Minutes felt like hours, but finally, no more goblins emerged. A collective cheer erupted from the camp. Many slumped to the ground, exhausted and indifferent to the blood around them.

Herald's voice rang out: "Fifteen minutes rest, then we move. Check yourselves for serious injuries!"

Our mission reached its peak with the systematic purging of the final three nests. With every breach, the recruits' collective anxiety didn't just fade—it was replaced by a cold, rhythmic efficiency. Coordination improved, and that fatal split-second of hesitation simply vanished from their nerves.

However, it was a female recruit named Tina who locked my focus. Among the squad, she wasn't just performing; she was one of the best. Her real combat utility manifested during the storming of the final burrow.

"Tina, to your right!" a brown-haired recruit shouted, his voice cracking with a high-stress tremor.

She didn't flinch. Through my senses, I tracked the charging goblin—a loping, grey-skinned blur of jagged teeth and blind aggression. Tina didn't panic. She didn't retreat. She dropped her center of gravity and drove her shield forward, meeting the impact with a Lead Wedge transition.

The monster hit the wood with its full weight, but Tina didn't budge; she had anchored her skeleton into the earth exactly as Herald had taught. With a scowl that carried the weight of a veteran, she pivoted on her footwork and unleashed a brutal overhead strike. Steel tore through the goblin's shoulder with a wet, heavy thud. She didn't wait for it to bleed out; she slammed the rim of her shield into its face, sending the creature sprawling into the dirt in a spray of green ichor. One look at her cold, thin smile told me everything I needed to know: the creature was a corpse.

Another goblin was already upon her, lunging through the smoke with a crude bone-dagger.

Tina twisted her body—a smooth, kinetic displacement—as the beast leaped. It landed, turned, and hissed, its tiny eyes searching for an opening. Tina didn't give it one. She delivered a snapping kick to its gut, the force of her boot-sole folding the creature in half even as its dagger grazed her leg armor. Before it could regain its breath, she brought her sword down in a single, vertical arc across its throat. The results of her training had finally shown itself.

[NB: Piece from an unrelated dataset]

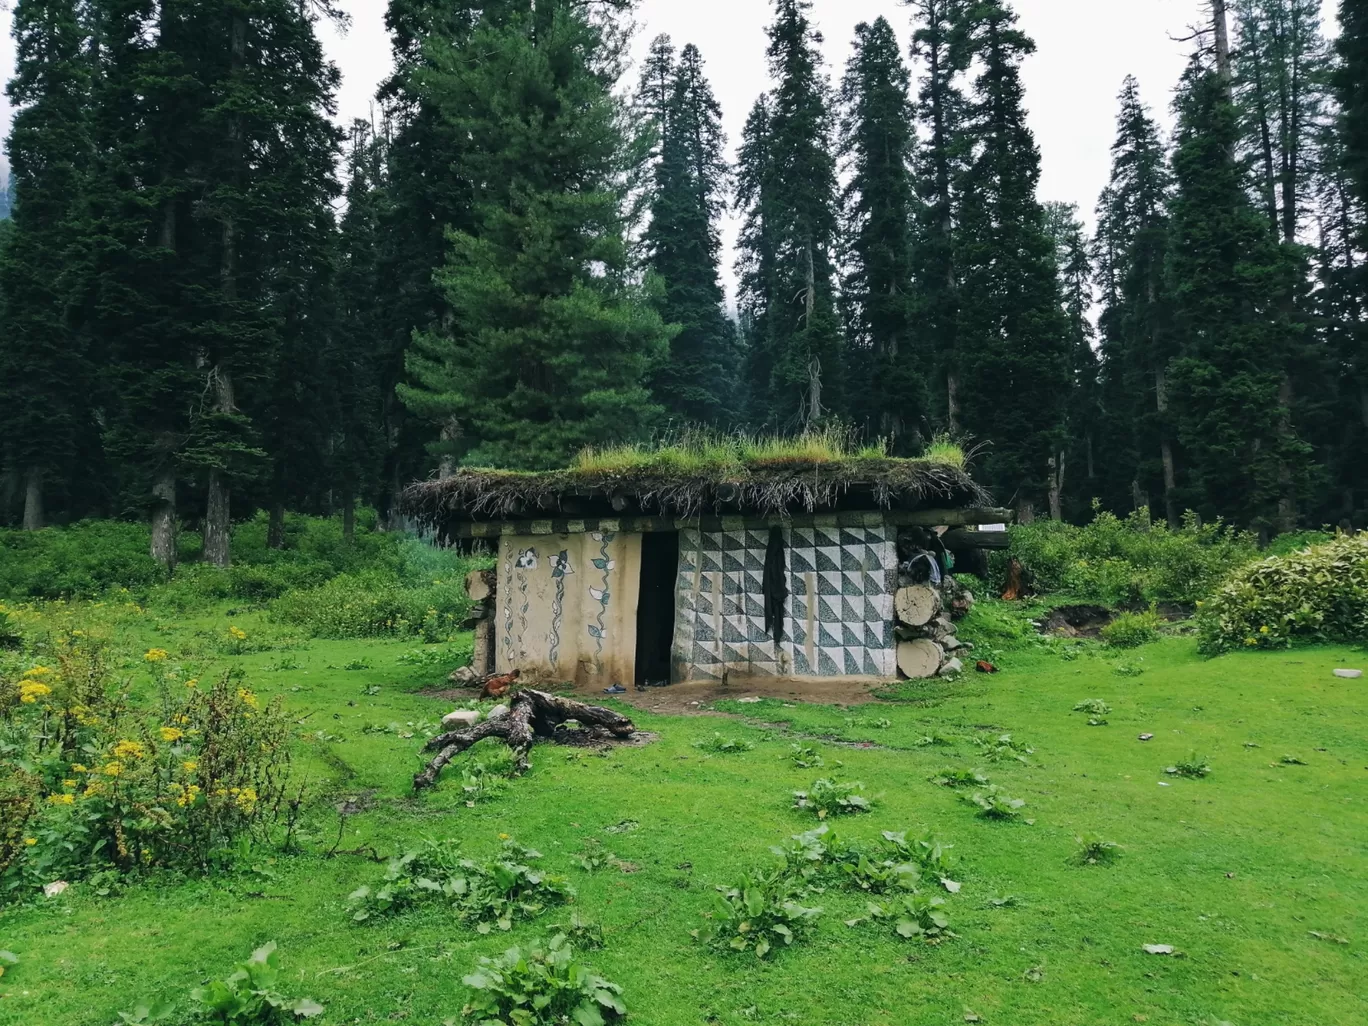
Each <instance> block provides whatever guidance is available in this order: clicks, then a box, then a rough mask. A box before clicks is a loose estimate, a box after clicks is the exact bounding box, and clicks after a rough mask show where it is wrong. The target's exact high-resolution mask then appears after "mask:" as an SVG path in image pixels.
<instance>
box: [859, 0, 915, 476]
mask: <svg viewBox="0 0 1368 1026" xmlns="http://www.w3.org/2000/svg"><path fill="white" fill-rule="evenodd" d="M910 88H911V77H910V75H908V71H907V67H906V66H904V64H903V59H902V53H900V49H899V44H897V37H896V36H895V34H893V29H892V26H891V25H889V23H888V22H886V21H885V19H884V18H878V19H877V21H874V23H873V25H866V23H860V25H858V26H855V52H854V53H852V56H851V59H850V64H848V66H847V70H845V78H844V81H843V83H841V156H843V157H844V159H845V161H847V164H848V171H850V181H848V185H847V187H845V193H844V196H843V200H844V215H845V218H844V226H843V227H844V237H845V246H844V248H845V265H847V268H848V269H847V274H845V278H844V282H843V287H841V294H843V300H844V306H845V324H847V343H848V346H850V384H851V389H852V391H854V390H858V391H859V394H860V395H862V401H860V404H859V406H858V408H852V409H856V410H858V415H859V417H860V419H862V420H863V421H865V427H866V430H867V431H870V432H871V434H878V435H882V436H884V438H886V439H888V440H889V443H891V445H892V447H893V450H895V451H897V453H907V451H911V450H914V449H915V447H917V440H918V438H919V436H922V435H923V434H926V427H928V425H929V423H930V420H929V416H928V415H929V410H928V390H926V368H928V367H929V365H930V360H928V352H926V347H925V345H923V338H922V335H921V332H919V331H918V305H917V297H915V293H914V283H912V271H914V267H912V261H914V253H912V226H914V222H915V219H917V216H918V215H919V212H921V211H919V204H918V201H917V194H915V183H914V181H912V159H914V156H915V144H917V135H915V131H917V130H915V124H914V122H912V108H911V100H910V94H908V93H910Z"/></svg>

She didn't keep watching and turned around. All around her, the chaos of a battle was well displayed.

Shrieks and snarks echoed through the battlefield alongside grunts of the soldiers slicing through the ranks of goblins that kept coming out of their nest. The goblins had dug out two pits for their nests near the river.

Now, flames burned them, forcing the grey goblins out to meet their blades.

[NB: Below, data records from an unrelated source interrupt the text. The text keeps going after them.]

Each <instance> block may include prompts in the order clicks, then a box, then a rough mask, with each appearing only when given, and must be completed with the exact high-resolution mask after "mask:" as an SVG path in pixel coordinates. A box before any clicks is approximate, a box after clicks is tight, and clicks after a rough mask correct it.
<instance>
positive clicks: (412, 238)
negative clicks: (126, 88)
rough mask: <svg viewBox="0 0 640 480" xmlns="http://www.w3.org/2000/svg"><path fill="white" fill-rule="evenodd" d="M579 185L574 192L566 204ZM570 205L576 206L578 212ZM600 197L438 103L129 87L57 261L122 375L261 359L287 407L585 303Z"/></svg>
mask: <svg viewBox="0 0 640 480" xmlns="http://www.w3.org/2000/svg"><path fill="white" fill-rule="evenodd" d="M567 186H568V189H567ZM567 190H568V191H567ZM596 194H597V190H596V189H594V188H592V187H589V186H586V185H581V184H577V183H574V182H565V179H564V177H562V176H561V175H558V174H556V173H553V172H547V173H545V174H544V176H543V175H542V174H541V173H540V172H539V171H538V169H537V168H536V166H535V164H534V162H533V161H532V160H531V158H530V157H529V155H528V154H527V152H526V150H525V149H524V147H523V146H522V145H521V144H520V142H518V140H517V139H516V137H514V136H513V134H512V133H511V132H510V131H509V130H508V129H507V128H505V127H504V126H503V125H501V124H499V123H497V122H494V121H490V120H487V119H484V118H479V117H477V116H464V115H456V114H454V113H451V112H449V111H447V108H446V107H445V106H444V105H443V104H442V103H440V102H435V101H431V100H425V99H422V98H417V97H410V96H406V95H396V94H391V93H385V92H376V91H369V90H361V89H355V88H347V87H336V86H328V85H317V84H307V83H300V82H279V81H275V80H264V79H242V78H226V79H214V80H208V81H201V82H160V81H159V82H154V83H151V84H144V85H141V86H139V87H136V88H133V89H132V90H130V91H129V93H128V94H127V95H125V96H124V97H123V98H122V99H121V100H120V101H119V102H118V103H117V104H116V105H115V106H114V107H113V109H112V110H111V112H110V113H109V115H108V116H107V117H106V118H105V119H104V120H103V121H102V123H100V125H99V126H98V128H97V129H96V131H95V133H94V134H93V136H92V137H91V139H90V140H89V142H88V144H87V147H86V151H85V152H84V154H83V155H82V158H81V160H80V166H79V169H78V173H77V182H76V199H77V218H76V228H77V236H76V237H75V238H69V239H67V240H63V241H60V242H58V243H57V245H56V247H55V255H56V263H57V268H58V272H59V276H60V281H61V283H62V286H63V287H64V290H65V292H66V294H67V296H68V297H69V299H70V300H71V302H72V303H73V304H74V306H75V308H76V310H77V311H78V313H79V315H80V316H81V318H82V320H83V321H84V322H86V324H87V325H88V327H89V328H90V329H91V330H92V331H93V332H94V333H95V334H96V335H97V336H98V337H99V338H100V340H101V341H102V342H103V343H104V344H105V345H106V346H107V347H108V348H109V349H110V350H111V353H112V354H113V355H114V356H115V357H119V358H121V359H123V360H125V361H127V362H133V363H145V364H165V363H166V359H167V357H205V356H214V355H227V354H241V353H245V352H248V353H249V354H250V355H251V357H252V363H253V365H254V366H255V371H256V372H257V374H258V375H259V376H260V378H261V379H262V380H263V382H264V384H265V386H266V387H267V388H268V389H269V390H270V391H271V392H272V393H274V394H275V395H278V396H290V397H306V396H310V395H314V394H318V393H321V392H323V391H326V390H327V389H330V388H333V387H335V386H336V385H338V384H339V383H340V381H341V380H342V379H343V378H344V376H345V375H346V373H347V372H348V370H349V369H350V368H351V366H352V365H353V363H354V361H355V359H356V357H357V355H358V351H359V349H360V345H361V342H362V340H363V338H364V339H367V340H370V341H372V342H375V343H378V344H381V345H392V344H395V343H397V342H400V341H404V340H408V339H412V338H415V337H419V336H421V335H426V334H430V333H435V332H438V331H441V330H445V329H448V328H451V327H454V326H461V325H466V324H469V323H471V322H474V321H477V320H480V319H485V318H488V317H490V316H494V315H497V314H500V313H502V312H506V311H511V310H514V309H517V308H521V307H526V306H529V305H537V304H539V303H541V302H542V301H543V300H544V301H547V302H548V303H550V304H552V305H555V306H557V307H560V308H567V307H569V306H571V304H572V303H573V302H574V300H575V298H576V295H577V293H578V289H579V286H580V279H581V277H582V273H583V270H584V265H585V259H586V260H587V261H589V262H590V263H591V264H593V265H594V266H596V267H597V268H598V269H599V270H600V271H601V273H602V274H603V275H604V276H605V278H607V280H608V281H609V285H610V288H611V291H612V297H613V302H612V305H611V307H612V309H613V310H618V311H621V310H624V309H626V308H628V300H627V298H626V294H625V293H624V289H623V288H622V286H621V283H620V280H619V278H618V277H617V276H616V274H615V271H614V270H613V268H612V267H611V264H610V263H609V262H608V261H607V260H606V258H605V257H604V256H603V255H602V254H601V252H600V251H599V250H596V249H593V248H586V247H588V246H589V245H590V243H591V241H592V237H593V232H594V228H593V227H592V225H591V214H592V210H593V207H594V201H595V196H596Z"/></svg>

I saw the smoke sting her eyes through my focus, but Tina didn't break her rhythm. She charged into the fray, catching a goblin in mid-air as it tried to jump a fellow recruit's back. She grabbed its leg with a calloused hand and smashed it into the ground like a wet sack of grain

More and more of the distasteful creatures came running up at her, but Tina had become so accustomed to them, she didn't appeared overwhelmed at all.

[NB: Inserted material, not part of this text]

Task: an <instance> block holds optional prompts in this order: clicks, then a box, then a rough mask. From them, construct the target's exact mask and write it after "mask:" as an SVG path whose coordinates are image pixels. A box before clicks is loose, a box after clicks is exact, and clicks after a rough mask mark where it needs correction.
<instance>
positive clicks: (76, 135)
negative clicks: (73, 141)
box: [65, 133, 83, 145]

On the contrary, none of the creatures could bypass her; those who tried were met with the edge of her steel before they could even register her movement.

Watching her, I decided it was time to run a Deep Audit on her. It wasn't just about her "grit"—plenty of people have guts when their lives are on the line. It was her tempo. In her, I saw the potential for more than just a loyal soldier; I saw a confidante. I needed a peer who understood the "Physics of War" of the Sanni front—the dirt, the blood, and the raw will of survival.

As I watched her wipe green ichor from her blade with a steady hand, a realization hit me like a physical weight. I finally understood how my parents had survived the till now. They hadn't made it through by being untouchable "Giants" or one-man armies. They survived because they had built a web of trust. They had a network of friends and allies who were forged in the same mud, people who knew exactly which way they would pivot before they even moved.

If I was going to build a "Machine State" in this wilderness. I couldn't do it as a solitary observer neither I couldn't just rely on the "Giants" like Father and Olford. I needed a "Wedge" of my own—people like Tina, who didn't just follow the plan, but lived it.